Design, Optimization, and Structural Characterization of an Apoptosis-Inducing Factor Peptide Targeting Human Cyclophilin A to Inhibit Apoptosis Inducing Factor-Mediated Cell Death.

机构信息

Department of Environmental, Biological and Pharmaceutical Sciences and Technologies, University of Campania "L. Vanvitelli", Via Vivaldi 43, 81100 Caserta, Italy.

Institute of Biostructures and Bioimaging (IBB)-CNR, Via Mezzocannone, 16, 80134 Napoli, Italy.

出版信息

J Med Chem. 2021 Aug 12;64(15):11445-11459. doi: 10.1021/acs.jmedchem.1c00777. Epub 2021 Aug 2.

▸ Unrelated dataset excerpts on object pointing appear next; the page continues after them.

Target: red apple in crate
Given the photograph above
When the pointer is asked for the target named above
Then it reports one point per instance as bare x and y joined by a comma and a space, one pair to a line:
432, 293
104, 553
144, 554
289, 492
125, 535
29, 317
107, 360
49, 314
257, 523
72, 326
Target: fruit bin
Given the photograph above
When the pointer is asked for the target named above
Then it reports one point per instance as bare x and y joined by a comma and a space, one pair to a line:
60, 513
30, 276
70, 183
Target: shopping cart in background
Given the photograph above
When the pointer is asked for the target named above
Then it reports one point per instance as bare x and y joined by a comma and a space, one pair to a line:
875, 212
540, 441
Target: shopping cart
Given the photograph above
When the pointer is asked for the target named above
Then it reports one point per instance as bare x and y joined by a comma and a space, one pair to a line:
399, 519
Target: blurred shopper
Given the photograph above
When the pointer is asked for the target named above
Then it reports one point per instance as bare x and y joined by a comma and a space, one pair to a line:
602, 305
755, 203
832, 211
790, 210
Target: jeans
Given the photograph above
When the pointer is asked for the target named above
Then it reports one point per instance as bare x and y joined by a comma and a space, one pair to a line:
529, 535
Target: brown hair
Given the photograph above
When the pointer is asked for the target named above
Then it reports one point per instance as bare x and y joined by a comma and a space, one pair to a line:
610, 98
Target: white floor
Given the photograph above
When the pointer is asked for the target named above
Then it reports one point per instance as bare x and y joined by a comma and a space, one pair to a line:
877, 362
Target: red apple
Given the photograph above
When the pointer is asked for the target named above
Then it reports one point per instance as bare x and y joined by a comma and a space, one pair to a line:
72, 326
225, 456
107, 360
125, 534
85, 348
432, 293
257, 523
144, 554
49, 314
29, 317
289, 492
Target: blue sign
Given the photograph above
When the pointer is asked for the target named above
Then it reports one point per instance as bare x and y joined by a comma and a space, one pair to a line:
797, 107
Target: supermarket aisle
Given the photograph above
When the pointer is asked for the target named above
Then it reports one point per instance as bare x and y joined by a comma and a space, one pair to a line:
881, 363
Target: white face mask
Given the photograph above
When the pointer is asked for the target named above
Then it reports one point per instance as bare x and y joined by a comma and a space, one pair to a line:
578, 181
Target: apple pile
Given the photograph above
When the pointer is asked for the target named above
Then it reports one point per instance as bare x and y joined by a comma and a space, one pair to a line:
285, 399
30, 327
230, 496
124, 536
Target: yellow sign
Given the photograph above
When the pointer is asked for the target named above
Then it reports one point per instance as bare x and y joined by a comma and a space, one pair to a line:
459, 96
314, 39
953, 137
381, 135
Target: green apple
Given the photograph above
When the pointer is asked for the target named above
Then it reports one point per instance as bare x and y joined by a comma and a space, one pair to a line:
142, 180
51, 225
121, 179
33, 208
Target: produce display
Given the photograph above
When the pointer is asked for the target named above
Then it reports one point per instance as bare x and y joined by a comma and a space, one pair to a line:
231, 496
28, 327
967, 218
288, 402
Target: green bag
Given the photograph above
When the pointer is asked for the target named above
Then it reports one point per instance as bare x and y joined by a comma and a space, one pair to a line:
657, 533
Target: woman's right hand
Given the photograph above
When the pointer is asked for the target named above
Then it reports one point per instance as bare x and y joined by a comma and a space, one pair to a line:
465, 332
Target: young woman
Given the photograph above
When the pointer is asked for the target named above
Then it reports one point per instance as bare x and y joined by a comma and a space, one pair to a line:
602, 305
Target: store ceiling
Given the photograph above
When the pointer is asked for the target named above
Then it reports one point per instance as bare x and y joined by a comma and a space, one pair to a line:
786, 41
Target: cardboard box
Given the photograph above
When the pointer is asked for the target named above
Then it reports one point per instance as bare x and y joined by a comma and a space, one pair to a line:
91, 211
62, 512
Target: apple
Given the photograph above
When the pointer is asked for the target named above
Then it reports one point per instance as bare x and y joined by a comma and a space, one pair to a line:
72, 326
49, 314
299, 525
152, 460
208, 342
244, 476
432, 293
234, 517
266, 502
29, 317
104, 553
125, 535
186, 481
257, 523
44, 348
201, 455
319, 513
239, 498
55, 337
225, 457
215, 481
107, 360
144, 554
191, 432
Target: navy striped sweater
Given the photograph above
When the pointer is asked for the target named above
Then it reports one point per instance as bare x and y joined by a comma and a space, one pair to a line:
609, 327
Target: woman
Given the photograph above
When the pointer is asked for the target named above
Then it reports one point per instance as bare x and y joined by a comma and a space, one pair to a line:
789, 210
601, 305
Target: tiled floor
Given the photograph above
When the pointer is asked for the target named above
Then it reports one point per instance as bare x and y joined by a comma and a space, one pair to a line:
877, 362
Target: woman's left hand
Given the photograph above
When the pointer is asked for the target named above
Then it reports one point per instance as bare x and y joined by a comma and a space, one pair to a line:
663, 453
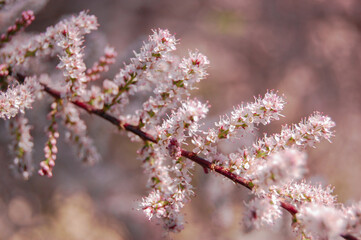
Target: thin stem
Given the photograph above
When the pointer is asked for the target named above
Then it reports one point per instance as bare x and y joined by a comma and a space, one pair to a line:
187, 154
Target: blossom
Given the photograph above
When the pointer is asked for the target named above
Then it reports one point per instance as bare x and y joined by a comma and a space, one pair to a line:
172, 86
50, 148
18, 97
303, 192
27, 17
21, 146
102, 65
321, 222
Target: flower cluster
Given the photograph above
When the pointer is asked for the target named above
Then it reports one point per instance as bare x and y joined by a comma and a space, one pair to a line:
27, 17
77, 136
102, 65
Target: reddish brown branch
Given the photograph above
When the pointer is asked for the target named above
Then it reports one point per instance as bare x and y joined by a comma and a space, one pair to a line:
190, 155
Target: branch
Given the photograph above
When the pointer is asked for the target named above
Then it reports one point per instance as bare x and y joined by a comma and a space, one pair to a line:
187, 154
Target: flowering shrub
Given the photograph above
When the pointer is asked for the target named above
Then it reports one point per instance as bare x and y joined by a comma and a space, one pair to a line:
169, 126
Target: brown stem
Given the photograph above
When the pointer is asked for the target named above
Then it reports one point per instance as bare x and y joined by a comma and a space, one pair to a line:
190, 155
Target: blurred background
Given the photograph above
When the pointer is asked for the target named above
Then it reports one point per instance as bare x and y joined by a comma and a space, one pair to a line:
308, 50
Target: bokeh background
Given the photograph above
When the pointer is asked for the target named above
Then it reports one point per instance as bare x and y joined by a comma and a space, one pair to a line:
308, 50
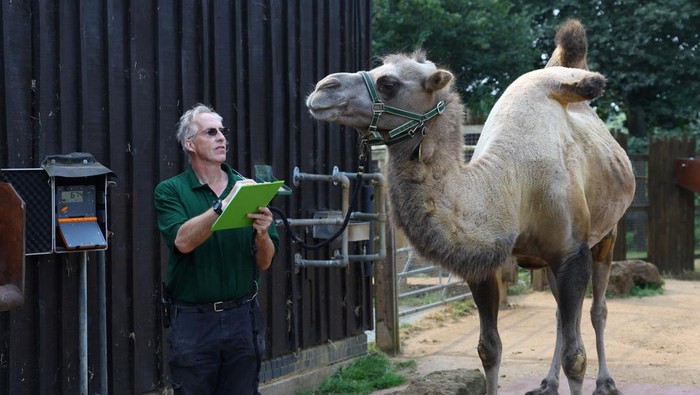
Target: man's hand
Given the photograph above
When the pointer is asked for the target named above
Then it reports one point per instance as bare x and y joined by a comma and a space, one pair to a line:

DOI:10.1021/acs.jmedchem.1c00777
PMID:34338510
Abstract

Blocking the interaction between the apoptosis-inducing factor (AIF) and cyclophilin A (CypA) by the AIF fragment AIF(370-394) is protective against glutamate-induced neuronal cell death and brain injury in mice. Starting from AIF(370-394), we report the generation of the disulfide-bridged and shorter variant AIF(381-389) and its structural characterization by nuclear magnetic resonance (NMR) in the free and CypA-bound state. AIF(381-389) in both the free and bound states assumes a β-hairpin conformation similar to that of the fragment in the AIF protein and shows a highly reduced conformational flexibility. This peptide displays a similar affinity for CypA, an improved antiapoptotic activity in cells and an enhanced proteolytic stability compared to the parent peptide. The NMR-based 3D model of the AIF(381-389)/CypA complex provides a better understanding of the binding hot spots on both the peptide and the protein and can be exploited to design AIF/CypA inhibitors with improved pharmacokinetic and pharmacodynamics features.

摘要

通过凋亡诱导因子 (AIF) 片段 AIF(370-394) 阻断与亲环蛋白 A (CypA) 的相互作用,可防止谷氨酸诱导的小鼠神经元细胞死亡和脑损伤。从 AIF(370-394)开始,我们报告了具有二硫键桥和较短变体 AIF(381-389)的生成,并通过游离态和 CypA 结合态下的核磁共振 (NMR) 对其结构进行了表征。游离态和结合态的 AIF(381-389)均采用类似于 AIF 蛋白中片段的 β-发夹构象,且构象灵活性大大降低。与母体肽相比,该肽对 CypA 具有相似的亲和力、在细胞中更高的抗凋亡活性和增强的蛋白水解稳定性。基于 NMR 的 AIF(381-389)/CypA 复合物 3D 模型更好地理解了肽和蛋白上的结合热点,并可用于设计具有改善药代动力学和药效学特性的 AIF/CypA 抑制剂。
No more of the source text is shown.